UVA 10404 Bachet's Game

Bachet's Game

Bachet's game is probably known to all but probably not by this name. Initially there are n stones on the table. There are two players Stan and Ollie, who move alternately. Stan always starts. The legal moves consist in removing at least one but not more than k stones from the table. The winner is the one to take the last stone.

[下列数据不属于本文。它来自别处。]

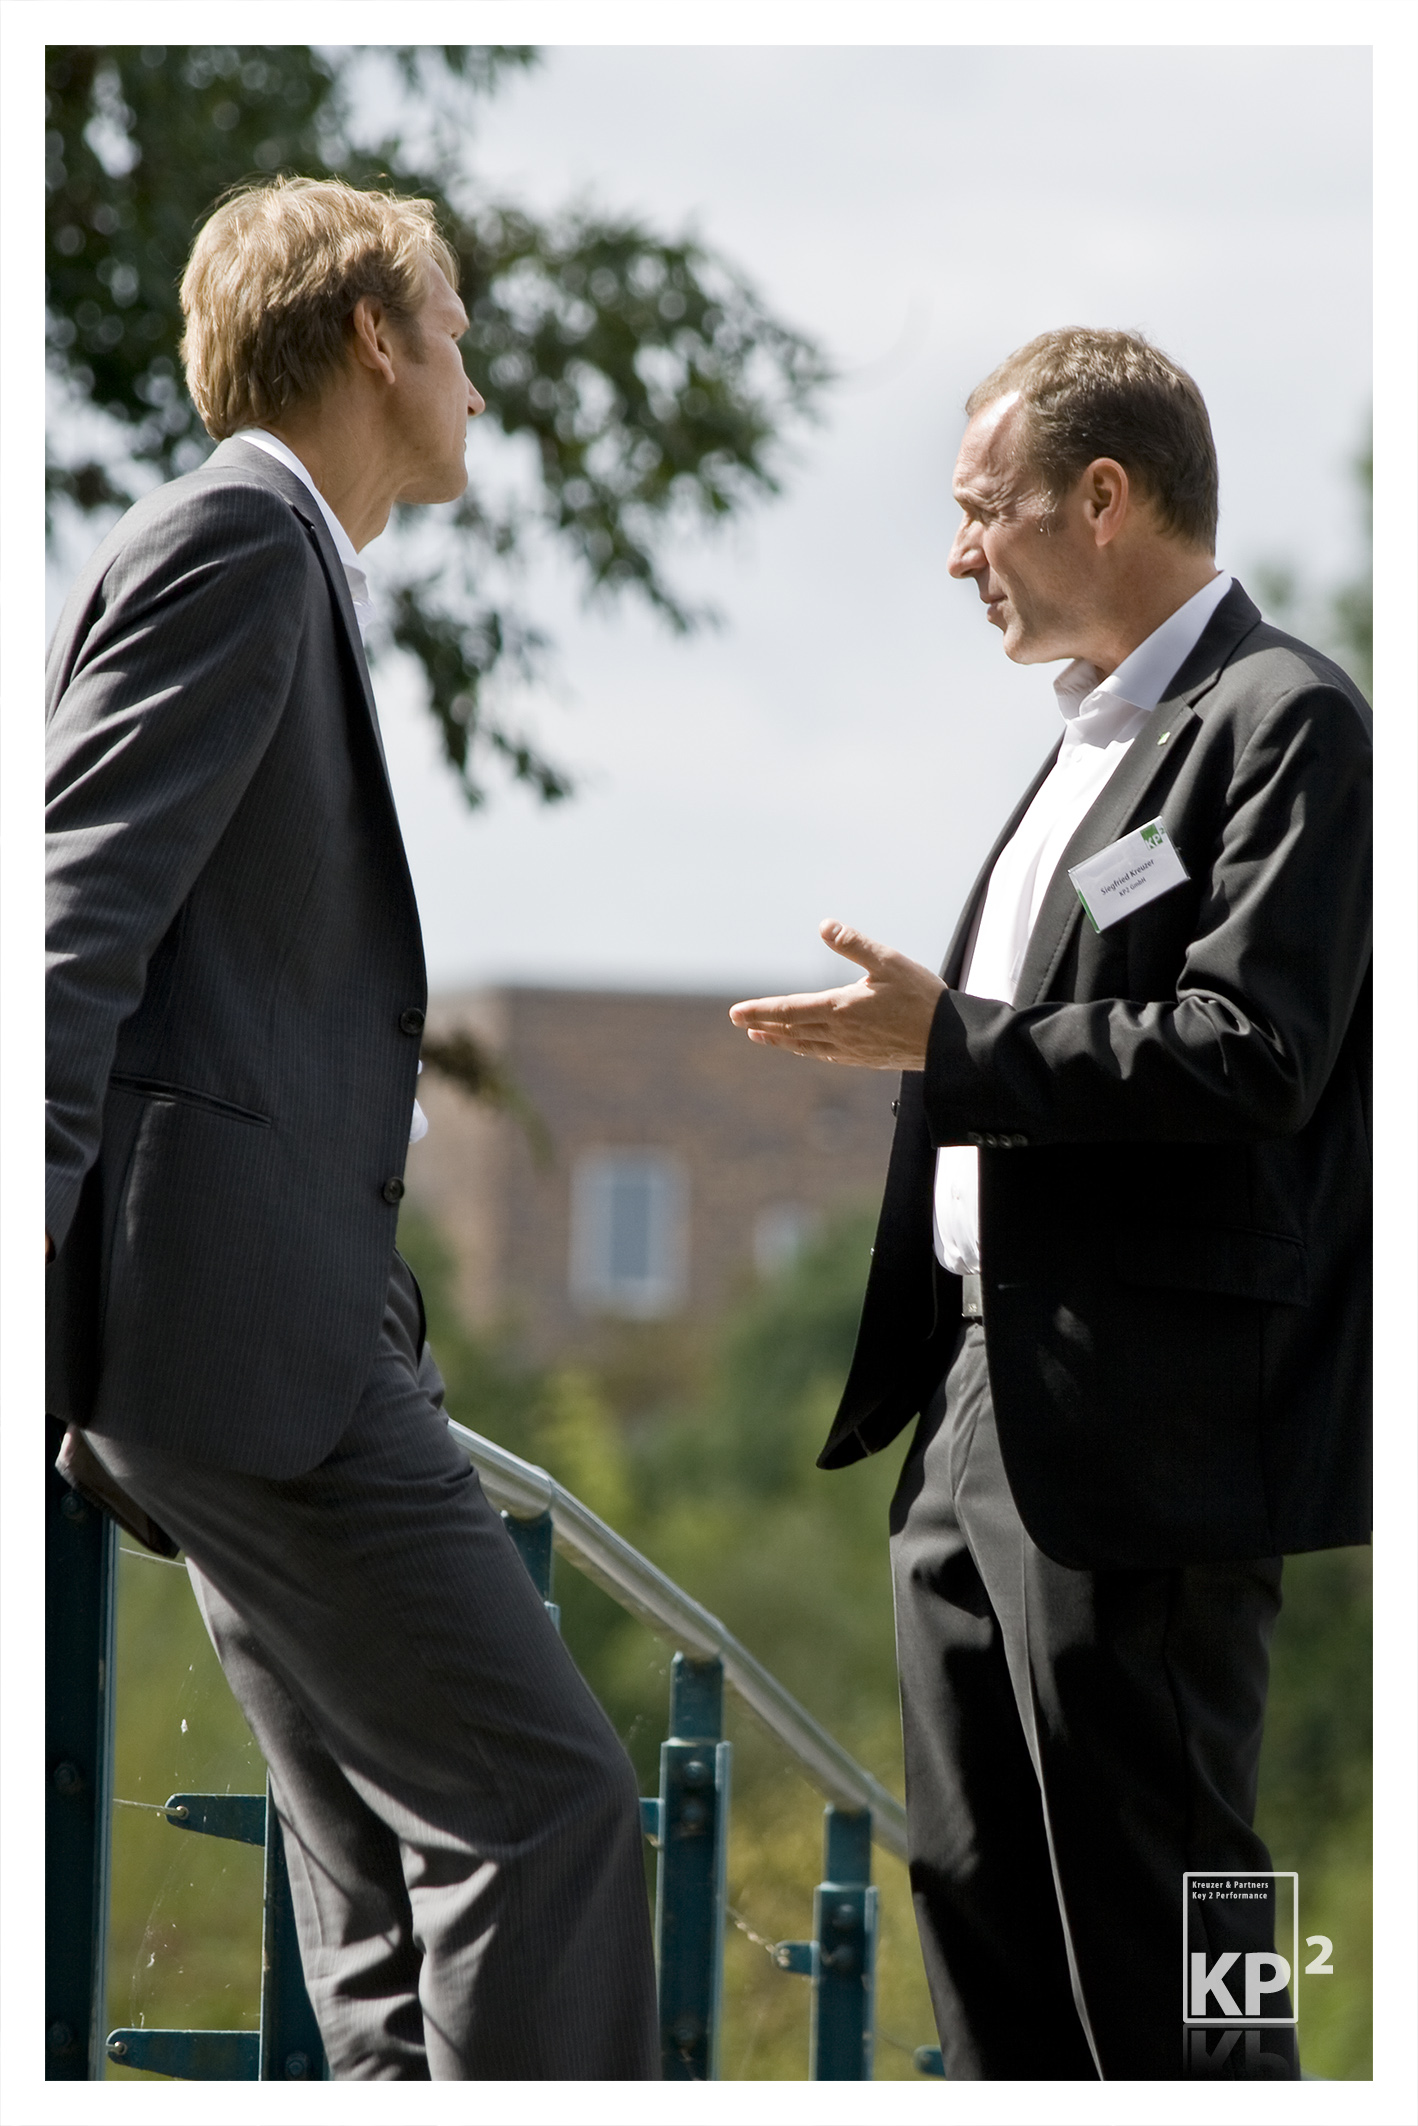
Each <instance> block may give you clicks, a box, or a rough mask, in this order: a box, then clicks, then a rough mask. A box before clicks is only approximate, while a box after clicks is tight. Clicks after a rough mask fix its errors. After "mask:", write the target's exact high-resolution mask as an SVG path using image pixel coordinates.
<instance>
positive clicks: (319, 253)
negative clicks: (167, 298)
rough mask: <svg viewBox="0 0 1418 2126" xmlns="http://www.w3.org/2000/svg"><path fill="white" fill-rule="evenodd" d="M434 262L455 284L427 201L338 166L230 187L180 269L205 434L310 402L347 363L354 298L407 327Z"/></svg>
mask: <svg viewBox="0 0 1418 2126" xmlns="http://www.w3.org/2000/svg"><path fill="white" fill-rule="evenodd" d="M429 264H434V266H438V268H440V270H442V272H444V274H446V276H449V283H451V285H453V287H457V253H455V251H453V247H451V244H449V240H446V238H444V236H442V232H440V230H438V223H436V219H434V206H432V202H429V200H415V198H404V196H400V193H393V191H357V189H355V187H353V185H347V183H342V181H340V179H334V176H332V179H315V176H278V179H270V181H268V183H259V185H242V187H240V189H236V191H232V193H230V196H227V198H225V200H223V202H221V206H219V208H217V213H215V215H213V217H210V221H206V223H204V225H202V230H200V232H198V240H196V244H193V247H191V257H189V259H187V272H185V274H183V317H185V319H187V330H185V332H183V364H185V370H187V391H189V393H191V402H193V406H196V408H198V412H200V415H202V425H204V429H206V434H208V436H215V438H217V442H221V438H223V436H234V434H238V429H242V427H264V425H266V423H268V421H278V419H281V415H283V412H287V408H289V406H298V404H308V402H313V400H317V398H319V395H321V391H323V389H325V385H327V383H330V378H332V376H334V374H336V372H338V368H340V364H342V361H344V355H347V347H349V321H351V315H353V310H355V304H357V302H359V298H361V296H374V298H378V302H383V306H385V310H387V313H389V317H391V319H393V321H395V325H404V327H412V325H415V323H417V317H419V310H421V308H423V300H425V293H427V266H429ZM415 349H417V334H415Z"/></svg>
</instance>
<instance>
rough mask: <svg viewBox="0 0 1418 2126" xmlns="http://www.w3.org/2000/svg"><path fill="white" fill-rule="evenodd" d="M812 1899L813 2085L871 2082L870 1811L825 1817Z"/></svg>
mask: <svg viewBox="0 0 1418 2126" xmlns="http://www.w3.org/2000/svg"><path fill="white" fill-rule="evenodd" d="M823 1845H825V1858H823V1877H825V1879H823V1882H821V1884H818V1886H816V1890H814V1892H812V1937H814V1945H816V1956H814V1967H812V2035H810V2041H808V2043H810V2060H812V2064H810V2069H808V2073H810V2079H812V2081H870V2079H872V2037H874V2007H876V2001H874V1996H876V1888H874V1886H872V1813H870V1809H833V1807H829V1809H827V1811H825V1828H823Z"/></svg>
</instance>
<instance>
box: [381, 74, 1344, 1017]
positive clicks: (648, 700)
mask: <svg viewBox="0 0 1418 2126" xmlns="http://www.w3.org/2000/svg"><path fill="white" fill-rule="evenodd" d="M1369 85H1371V77H1369V55H1367V51H1358V49H1352V51H1350V49H1339V51H1335V49H1329V51H1316V49H1101V51H1099V49H1093V51H1088V49H980V47H976V49H816V51H814V49H806V51H804V49H565V47H563V49H555V51H551V53H548V55H546V57H544V64H542V66H540V68H538V70H536V72H531V74H529V77H527V79H525V81H514V83H512V85H510V87H508V89H504V94H502V96H500V98H497V100H495V102H493V104H491V106H485V117H483V123H480V132H478V136H476V142H474V147H472V159H474V166H476V168H478V170H480V172H483V176H485V179H487V181H489V185H491V189H495V191H500V193H512V196H521V198H525V200H529V202H534V204H536V206H540V208H553V206H557V204H561V202H565V200H570V198H576V196H589V198H593V200H595V202H600V204H604V206H608V208H629V210H634V213H640V215H644V217H648V219H651V221H653V223H655V225H659V227H661V230H665V232H678V230H682V227H687V225H689V227H695V230H697V232H699V234H702V236H704V238H706V240H708V242H712V244H714V247H719V249H721V251H725V253H727V255H729V257H731V259H733V261H738V264H740V266H742V268H744V270H746V272H748V274H750V276H753V281H755V283H757V285H759V289H761V291H763V296H765V298H767V300H770V302H772V306H774V308H776V310H778V313H780V315H784V317H787V319H791V321H793V323H795V325H799V327H804V330H806V332H810V334H814V336H816V338H821V340H823V342H825V347H827V349H829V353H831V355H833V357H835V361H838V366H840V368H842V370H844V372H846V374H844V381H842V383H840V385H838V387H833V389H831V393H829V395H827V402H825V412H827V419H825V425H823V427H818V429H808V432H804V434H801V436H799V438H797V440H795V453H793V457H795V461H793V463H791V466H789V472H787V493H784V497H782V500H778V502H772V504H765V506H761V508H757V510H755V512H753V517H750V519H748V521H746V523H744V527H742V529H738V532H733V534H729V538H723V540H716V542H708V540H699V542H693V544H687V546H685V549H682V551H680V553H678V559H676V563H674V568H676V580H678V583H680V585H682V587H687V589H689V591H691V593H697V595H708V597H712V600H714V604H719V606H721V610H723V612H725V623H727V625H725V627H723V629H721V631H719V634H699V636H695V638H691V640H689V642H685V640H676V638H672V636H668V634H665V631H663V627H659V625H657V623H655V621H653V619H648V617H646V614H640V612H636V610H631V608H629V604H625V606H619V608H612V610H610V612H600V614H587V612H583V608H580V604H578V595H576V587H574V580H572V578H570V574H563V572H561V570H557V568H548V570H538V572H536V574H534V576H531V580H529V585H527V595H529V600H531V602H536V606H538V608H540V612H542V614H544V617H546V619H548V623H551V627H553V631H555V636H557V644H559V655H557V665H555V670H557V689H555V695H553V693H538V695H536V697H531V699H529V702H527V708H525V714H527V721H531V723H534V727H536V729H538V733H540V738H542V742H544V744H546V746H548V750H553V755H557V757H559V759H568V761H570V763H572V765H574V767H578V770H580V774H583V789H580V795H578V797H576V802H574V804H570V806H561V808H555V810H540V808H536V806H534V804H531V802H529V799H527V797H525V795H523V793H519V791H514V793H508V791H504V789H500V791H497V795H495V802H493V806H491V808H489V810H485V812H483V814H478V816H468V812H466V810H463V804H461V797H459V793H457V789H455V787H453V782H451V778H449V776H446V770H442V767H440V765H438V759H436V738H434V729H432V723H429V719H427V716H425V714H423V712H421V710H419V708H417V704H415V697H412V689H410V687H408V682H406V678H404V682H400V678H398V674H395V670H393V668H391V665H387V668H385V674H383V678H381V702H383V714H385V725H387V738H389V755H391V767H393V778H395V789H398V799H400V810H402V816H404V825H406V833H408V842H410V853H412V867H415V880H417V887H419V897H421V906H423V918H425V933H427V952H429V974H432V980H434V984H436V986H449V984H455V982H463V980H480V978H521V980H574V982H600V980H612V982H625V984H655V986H685V989H693V986H702V989H729V991H748V989H759V986H778V984H780V982H797V980H818V978H821V976H823V974H825V972H829V969H833V967H838V965H840V963H835V961H833V959H831V955H827V952H825V948H823V946H821V944H818V942H816V921H818V916H823V914H838V916H844V918H850V921H855V923H859V925H861V927H865V929H867V931H872V933H876V935H880V938H887V940H889V942H893V944H899V946H901V948H906V950H910V952H914V955H916V957H921V959H929V961H933V959H938V957H940V952H942V948H944V942H946V935H948V931H950V925H952V918H955V912H957V906H959V901H961V897H963V893H965V891H967V887H969V880H972V878H974V872H976V867H978V861H980V857H982V853H984V848H986V846H989V842H991V838H993V831H995V827H997V823H999V819H1001V816H1003V812H1006V810H1008V806H1010V804H1012V799H1014V795H1016V793H1018V789H1020V787H1023V782H1025V780H1027V776H1029V774H1031V772H1033V767H1035V763H1037V761H1040V759H1042V755H1044V750H1046V746H1048V744H1050V740H1052V733H1054V729H1057V710H1054V706H1052V687H1050V676H1052V670H1057V668H1033V670H1018V668H1012V665H1010V663H1008V661H1006V659H1003V653H1001V651H999V640H997V636H995V631H993V629H989V627H986V623H984V619H982V610H980V604H978V597H976V593H974V589H969V587H965V585H955V583H950V580H948V576H946V566H944V563H946V551H948V544H950V534H952V504H950V466H952V459H955V449H957V442H959V432H961V402H963V398H965V393H967V391H969V387H972V385H974V383H976V381H978V376H980V374H984V372H986V370H989V368H991V366H993V364H995V361H997V359H999V357H1001V355H1003V353H1008V351H1010V349H1012V347H1016V344H1020V342H1023V340H1027V338H1029V336H1031V334H1035V332H1040V330H1044V327H1048V325H1061V323H1101V325H1137V327H1142V330H1144V332H1148V334H1152V336H1154V338H1157V340H1159V342H1161V344H1163V347H1165V349H1167V351H1169V353H1171V355H1176V357H1178V359H1180V361H1182V364H1184V366H1186V368H1191V370H1193V374H1195V376H1197V381H1199V383H1201V389H1203V391H1205V398H1208V404H1210V410H1212V421H1214V427H1216V442H1218V453H1220V468H1222V529H1220V549H1218V553H1220V561H1222V566H1231V568H1235V570H1237V572H1242V576H1244V572H1246V568H1248V566H1254V561H1256V559H1261V557H1278V555H1284V557H1290V559H1293V561H1295V563H1297V566H1299V570H1301V572H1303V574H1305V576H1310V578H1314V580H1316V583H1318V580H1335V578H1341V576H1344V574H1346V572H1348V570H1352V568H1354V563H1356V557H1358V519H1356V510H1354V495H1352V478H1350V470H1348V468H1350V459H1352V455H1354V449H1356V444H1358V440H1361V436H1363V429H1365V421H1367V408H1369V353H1371V349H1369V185H1371V179H1369ZM497 449H500V444H497V438H493V436H480V434H478V429H476V427H474V429H472V440H470V468H472V476H474V480H476V478H478V476H480V468H483V476H487V474H489V472H495V466H497ZM366 559H368V561H370V572H372V576H374V578H376V576H378V544H376V546H372V549H370V551H368V557H366Z"/></svg>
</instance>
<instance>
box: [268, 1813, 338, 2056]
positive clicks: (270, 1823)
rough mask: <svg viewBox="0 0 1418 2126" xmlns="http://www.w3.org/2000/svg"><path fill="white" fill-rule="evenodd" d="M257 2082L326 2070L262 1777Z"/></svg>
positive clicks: (321, 2044)
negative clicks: (260, 1990)
mask: <svg viewBox="0 0 1418 2126" xmlns="http://www.w3.org/2000/svg"><path fill="white" fill-rule="evenodd" d="M259 2079H261V2081H327V2079H330V2069H327V2062H325V2047H323V2043H321V2032H319V2024H317V2020H315V2009H313V2007H310V1994H308V1992H306V1979H304V1971H302V1967H300V1941H298V1939H296V1911H293V1905H291V1877H289V1873H287V1867H285V1839H283V1837H281V1824H278V1820H276V1803H274V1801H272V1792H270V1773H268V1775H266V1901H264V1916H261V2075H259Z"/></svg>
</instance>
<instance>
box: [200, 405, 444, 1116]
mask: <svg viewBox="0 0 1418 2126" xmlns="http://www.w3.org/2000/svg"><path fill="white" fill-rule="evenodd" d="M240 440H242V442H253V444H255V446H257V451H266V453H268V457H274V459H276V463H278V466H285V470H287V472H293V474H296V478H298V480H304V485H306V487H308V489H310V493H313V495H315V504H317V508H319V512H321V517H323V519H325V527H327V532H330V536H332V540H334V551H336V553H338V555H340V568H342V570H344V580H347V583H349V597H351V604H353V608H355V625H357V627H359V640H361V642H364V638H366V636H368V631H370V621H372V619H374V600H372V597H370V578H368V576H366V572H364V570H361V568H359V555H357V553H355V544H353V540H351V536H349V532H347V529H344V525H342V523H340V519H338V517H336V512H334V510H332V508H330V504H327V502H325V497H323V493H321V491H319V487H317V485H315V480H313V478H310V470H308V466H302V461H300V459H298V457H296V453H293V451H291V446H289V442H281V438H278V436H272V434H270V429H268V427H242V429H240ZM419 1074H423V1063H421V1065H419ZM419 1137H427V1114H425V1112H423V1108H421V1106H419V1101H415V1112H412V1120H410V1125H408V1142H410V1144H417V1142H419Z"/></svg>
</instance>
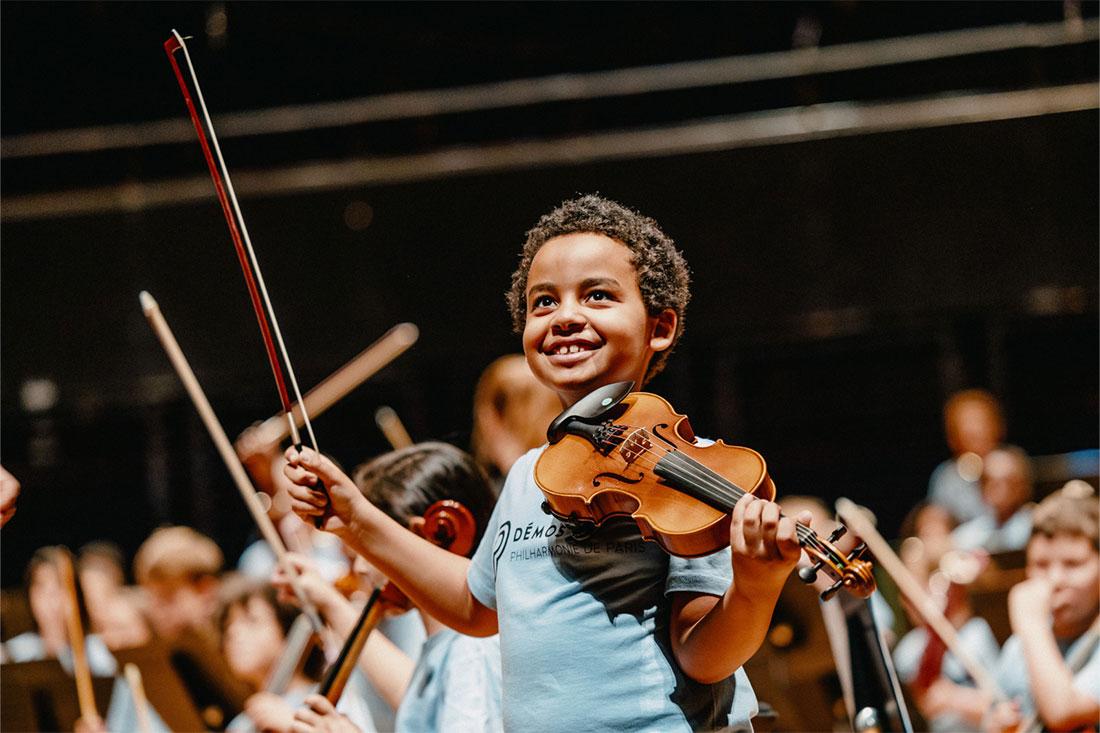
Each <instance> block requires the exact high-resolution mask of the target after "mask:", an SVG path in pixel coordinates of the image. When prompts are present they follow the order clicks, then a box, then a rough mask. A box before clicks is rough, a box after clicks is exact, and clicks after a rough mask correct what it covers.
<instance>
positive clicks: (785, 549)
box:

Here we consider a variation of this game. The number of stones that can be removed in a single move must be a member of a certain set ofm numbers. Among the m numbers there is always 1 and thus the game never stalls.

Input

The input consists of a number of lines. Each line describes one game by a sequence of positive numbers. The first number is n <= 1000000 the number of stones on the table; the second number is m <= 10 giving the number of numbers that follow; the last m numbers on the line specify how many stones can be removed from the table in a single move.

Input

For each line of input, output one line saying either Stan wins or Ollie wins assuming that both of them play perfectly.

Sample input

20 3 1 3 8
21 3 1 3 8
22 3 1 3 8
23 3 1 3 8
1000000 10 1 23 38 11 7 5 4 8 3 13
999996 10 1 23 38 11 7 5 4 8 3 13

Output for sample input

Stan wins
Stan wins
Ollie wins
Stan wins
Stan wins
Ollie wins

乍一看是道博弈问题，其实可以转化为dp

从0开始倒推回去，如果当前是先手必败，那么推出去的任何一步都是先手必胜。而只有之前的所有可以推出当前状态的状态都是先手必胜时，那么当前状态时先手必败。

#include<iostream>  
#include<algorithm>
#include<math.h>
#include<cstdio>
#include<string>
#include<string.h>
using namespace std;
const int maxn = 1000010;
int n, m, i, j, f[maxn], a[10];

int main(){
	while (cin >> n >> m)
	{
		memset(f, 0, sizeof(f));
		for (i = 0; i < m; i++) cin >> a[i];
		for (i = 0; i <= n; i++)
		for (j = 0; j < m; j++)
		if (i - a[j] >= 0 && !f[i - a[j]]) f[i] = 1;
		if (f[n]) printf("Stan wins\n"); else printf("Ollie wins\n");
	}
	return 0;
}